Anxiety-like behaviour in lean and obese mice. Elevated plus maze test. The figure shows the results regarding the open arms of the elevated plus maze test. Percentage of time is represented in relation to the total time (5 min) spent in these arms. Each column represents the mean ± SEM of the values obtained from 16 animals from each group. * p < 0.05, compared to the lean group. ES = 0.59 (95% CI for lean: (4.5, 12.9), 95% CI for obese: (0.1, 8.5)).

Figure 7

Anxiety-like behaviour in lean and obese mice. Hole-board test. Total locomotion (A). Total number of squares crossed during the test duration (5 min) is represented. Mean total locomotion (B). The average number of total squares crossed, calculated as the total number of squares crossed divided by the total number of squares (36), is represented.
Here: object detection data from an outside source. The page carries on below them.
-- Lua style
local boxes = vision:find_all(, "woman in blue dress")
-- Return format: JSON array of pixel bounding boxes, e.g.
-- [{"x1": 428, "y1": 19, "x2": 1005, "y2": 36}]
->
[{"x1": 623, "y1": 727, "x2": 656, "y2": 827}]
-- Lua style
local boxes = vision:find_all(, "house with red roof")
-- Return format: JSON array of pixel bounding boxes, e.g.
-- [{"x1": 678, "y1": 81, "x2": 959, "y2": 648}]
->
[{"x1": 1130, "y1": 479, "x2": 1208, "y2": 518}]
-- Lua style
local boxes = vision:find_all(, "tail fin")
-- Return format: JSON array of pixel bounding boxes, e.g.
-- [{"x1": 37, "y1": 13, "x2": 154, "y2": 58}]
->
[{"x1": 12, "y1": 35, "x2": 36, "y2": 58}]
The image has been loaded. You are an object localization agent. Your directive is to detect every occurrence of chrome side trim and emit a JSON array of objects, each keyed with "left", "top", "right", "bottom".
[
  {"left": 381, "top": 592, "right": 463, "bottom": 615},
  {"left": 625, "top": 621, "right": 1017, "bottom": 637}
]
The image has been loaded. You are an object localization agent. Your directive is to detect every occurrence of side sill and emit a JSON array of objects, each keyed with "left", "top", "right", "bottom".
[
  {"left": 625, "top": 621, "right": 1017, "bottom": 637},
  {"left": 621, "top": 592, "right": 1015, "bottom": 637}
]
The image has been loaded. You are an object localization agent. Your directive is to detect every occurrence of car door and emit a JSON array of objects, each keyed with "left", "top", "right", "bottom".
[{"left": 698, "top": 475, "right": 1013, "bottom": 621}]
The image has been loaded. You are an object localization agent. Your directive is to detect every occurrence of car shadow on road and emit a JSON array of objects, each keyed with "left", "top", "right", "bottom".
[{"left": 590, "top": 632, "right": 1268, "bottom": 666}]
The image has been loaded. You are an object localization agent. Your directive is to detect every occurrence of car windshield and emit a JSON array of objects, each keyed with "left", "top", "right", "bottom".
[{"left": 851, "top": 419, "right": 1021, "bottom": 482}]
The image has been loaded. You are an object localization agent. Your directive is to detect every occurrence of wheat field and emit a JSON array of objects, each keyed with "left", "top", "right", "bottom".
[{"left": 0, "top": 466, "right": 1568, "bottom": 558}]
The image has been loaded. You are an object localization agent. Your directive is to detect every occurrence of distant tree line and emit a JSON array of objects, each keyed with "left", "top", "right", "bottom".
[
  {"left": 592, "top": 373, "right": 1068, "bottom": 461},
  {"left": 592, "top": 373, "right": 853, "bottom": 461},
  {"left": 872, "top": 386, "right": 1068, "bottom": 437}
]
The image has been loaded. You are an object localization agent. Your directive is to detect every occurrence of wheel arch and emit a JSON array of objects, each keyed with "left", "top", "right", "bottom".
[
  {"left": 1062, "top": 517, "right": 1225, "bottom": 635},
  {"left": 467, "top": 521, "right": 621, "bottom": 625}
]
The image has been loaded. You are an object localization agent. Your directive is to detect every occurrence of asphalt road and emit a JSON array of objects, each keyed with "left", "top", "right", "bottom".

Each column represents the mean ± SEM of the squares crossed by 16 animals of each group. ** p < 0.01, compared to the lean group. ES for total locomotion = 1.1 (95% CI for lean: (251.2, 294.8), 95% CI for obese: (205.9, 251.9)); ES for mean total locomotion = 1.1 (95% CI for lean: (7, 8.2), 95% CI for obese: (5.7, 7)).

Figure 8

Anxiety-like behaviour in lean and obese mice. Hole-board test. Number of head-dippings (A). The number of head-dippings or hole explorations performed during the test duration (5 min) is represented. Time of head-dippings (B). The time spent on head-dippings during the test duration (5 min) is represented. Each column represents the mean ± SEM of the values obtained from 16 animals of each group. ** p < 0.01, compared to the lean group. ES for number of head-dippings = 0.95 (95% CI for lean: (7.8, 13.4), 95% CI for obese: (2.9, 8.4)); ES for time of head-dippings = 0.98 (95% CI for lean: (16.5, 33.1), 95% CI for obese: (7.1, 17.6)).

Figure 9

Anxiety-like behaviour in lean and obese mice. Open field test. Peripheral locomotion (A). The number of squares crossed in the peripheral zone of the open field during the test duration (5 min) is represented. Central locomotion (B). The number of squares crossed in the central zone of the open field during the test duration (5 min) is represented. Total locomotion (C). The total number of squares crossed during the test duration (5 min) is represented. Each column represents the mean ± SEM of the number of squares crossed in each zone by 16 animals of each group. * p < 0.05, compared to the lean group. ES for peripheral locomotion = 0.5 (95% CI for lean: (152.8, 217.3), 95% CI for obese: (109.7, 191.8)); ES for central locomotion = 0.82 (95% CI for lean: (14.9, 26.4), 95% CI for obese: (5, 17.7)); ES for total locomotion = 0.57 (95% CI for lean: (170.3, 241.1), 95% CI for obese: (116.2, 208)).

Figure 10

Microbicide percentages of peritoneal macrophages from lean and obese mice. Each column represents the mean ± SEM of the values obtained from 8 animals in each group. Results are expressed in percentages. * p < 0.05, compared to the lean group. ES = 0.52 (95% CI for lean: (20.1, 43.4), 95% CI for obese: (15.9, 35)).

Figure 11

Adipose tissue of lean and obese mice using an immunostaining technique. Lean mouse (A). “Crown-like structure” in the adipose tissue of an obese mouse (D). Photos were taken under fluorescence microscopy at 40× magnification. Sections were treated with the nuclear stain DAPI (blue) (B,E) and F4/80 antibody (green) (macrophage marker) (C,F). Scale bar: 50 μm.